RAL Tier1 Operations Report for 11th May 2011

Review of Issues during the week from 4th to 11th May 2011.

  • Last Wednesday (4th May) there were a lot of file transfers inbound for LHCb failing. The LHCbDst service class was having problems with only one disk server having space. Early afternoon two more disk servers (gdss499,513) were added to the service class and a couple of the full servers were drained. The situation then recovered.
  • There was a problem overnight Monday-Tuesday (9-10 May) where the Castor GEN instance was not working owing to a problem in the LSF scheduler with Castor.
  • GDSS206 (AtlasdataDisk - D1T0) was unavailable from Friday evening (6th) until Saturday afternoon. It had two disk failures and this was a precaution while the RAID array rebuilt one of the disks.
  • During the afternoon of Tuesday 10th May there was an outage of the LFC and FTS. During a scheduled At Risk for a routine Oracle update the services were unable to reconnect to the database. This was traced to an Access Control List problem on the databases. A GGUS ticket was received from Atlas. A SIR (Post Mortem) has been requested and is in preparation. (Note: this did not affect the LHCb LFC.)
  • During last week some servers from AtlasStripInput & AtlasScratchDisk were drained for a while to re-distribute free space. This operation is transparent to the users and will be done from time to time as a background task.
  • Changes made this last week:
    • Castor GEN instance SRM updated to version 2.10-2 (Tuesday 10th May).
    • Oracle patches applied to Castor databases (Except that behind CMS & GEN instances as these were too busy to do).
    • Oracle patches applied to 3D, FTS & LFC databases (Tuesday 10th May).
    • OS updates to FTS agent (FTS outage) (Tuesday 10th May).
    • Merging of LHCb Disk Pools (Wednesday 11th May).

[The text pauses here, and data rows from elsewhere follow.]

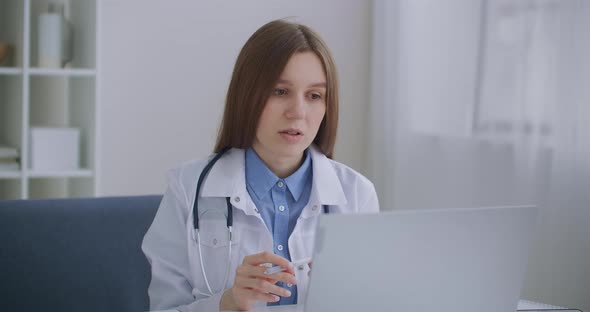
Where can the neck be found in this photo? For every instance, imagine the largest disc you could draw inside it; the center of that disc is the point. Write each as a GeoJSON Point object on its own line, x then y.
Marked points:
{"type": "Point", "coordinates": [282, 167]}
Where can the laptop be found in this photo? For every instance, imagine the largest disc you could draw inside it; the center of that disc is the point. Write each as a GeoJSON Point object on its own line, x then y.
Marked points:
{"type": "Point", "coordinates": [444, 260]}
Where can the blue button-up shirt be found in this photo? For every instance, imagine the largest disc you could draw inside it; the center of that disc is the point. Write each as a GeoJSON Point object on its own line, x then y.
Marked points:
{"type": "Point", "coordinates": [280, 202]}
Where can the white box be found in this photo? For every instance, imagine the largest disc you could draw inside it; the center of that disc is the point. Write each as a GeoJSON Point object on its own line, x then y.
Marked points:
{"type": "Point", "coordinates": [55, 149]}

Current operational status and issues.

  • On Saturday (30th April) FSPROBE reported a problem on GDSS293 (CMSFarmRead - D0T1) which was removed from production. The server was put back in service on Sunday (1st May.) On Tuesday (3rd May) the server was put into draining mode ahead of further investigations.
  • GDSS294 (CMSFarmRead - D0T1)failed with a read-only file system on the evening of Monday 9th May. It is currently out of production.
  • The load issues on the Atlas software server have continued. We have been running with the maximum number of Atlas production batch jobs, and the start rate held slightly down. Atlas plan to move to CVMFS any day now.
  • We are still seeing seen some intermittent problems with the site BDIIs. Until this is further understood the daemons are being restarted regularly.
  • Atlas have reported slow data transfers into the RAL Tier1 from other Tier1s and CERN (ie. asymmetrical performance). The investigation into this is still ongoing.

Declared in the GOC DB

  • Thursday 12 - Thursday 19th - Drain & Maintenance of WMS03.
  • Tuesday 17 - Thursday 19th - Drain & Maintenance of CE03.

Advanced warning:

  • Wednesday 11 May. Routine maintenance on R89 UPS.
  • Monday 16th May - Oracle patches for Castor databases behind CMS & GEN instances.
  • Tuesday 17th May - Add xrootd libraries to worker nodes.

The following items are being discussed and are still to be formally scheduled:

  • Updates to Site Routers (the Site Access Router and the UKLight router) are required.
  • Upgrade Castor clients on the Worker Nodes to version 2.1.10.
  • Address permissions problem regarding Atlas User access to all Atlas data.
  • Minor Castor update to enable access to T10KC tapes.
  • Networking upgrade to provide sufficient bandwidth for T10KC tapes.
  • Microcode updates for the tape libraries are due.
  • Switch Castor and LFC/FTS/3D to new Database Infrastructure.

Entries in GOC DB starting between 4th and 11th May 2011.

There were no unscheduled entries in the GOCDB for this period.

Service Scheduled? Outage/At Risk Start End Duration Reason
lcgftm, lcgfts, lfc-atlas, lfc.gridpp.rl.ac.uk SCHEDULED WARNING 10/05/2011 12:00 10/05/2011 14:00 2 hours LFC and FTS services At Risk during application of Oracle patches to back end database.
lcgfts.gridpp.rl.ac.uk, SCHEDULED OUTAGE 10/05/2011 10:00 10/05/2011 12:00 2 hours FTS agent host OS update (includes drain of transfers for first hour).
Castor GEN instance (SRMs). SCHEDULED OUTAGE 10/05/2011 10:00 10/05/2011 12:00 2 hours Update of SRM to version 2-10.2
lhcb-lfc.gridpp.rl.ac.uk, SCHEDULED WARNING 10/05/2011 09:00 10/05/2011 11:00 2 hours At Risk on LHCb LFC and all 3D databases during application of quarterly Oracle patches.
All Castor (SRMs) SCHEDULED WARNING 09/05/2011 11:00 09/05/2011 15:00 4 hours Castor services At Risk during application of quarterly Oracle updates to back end databases.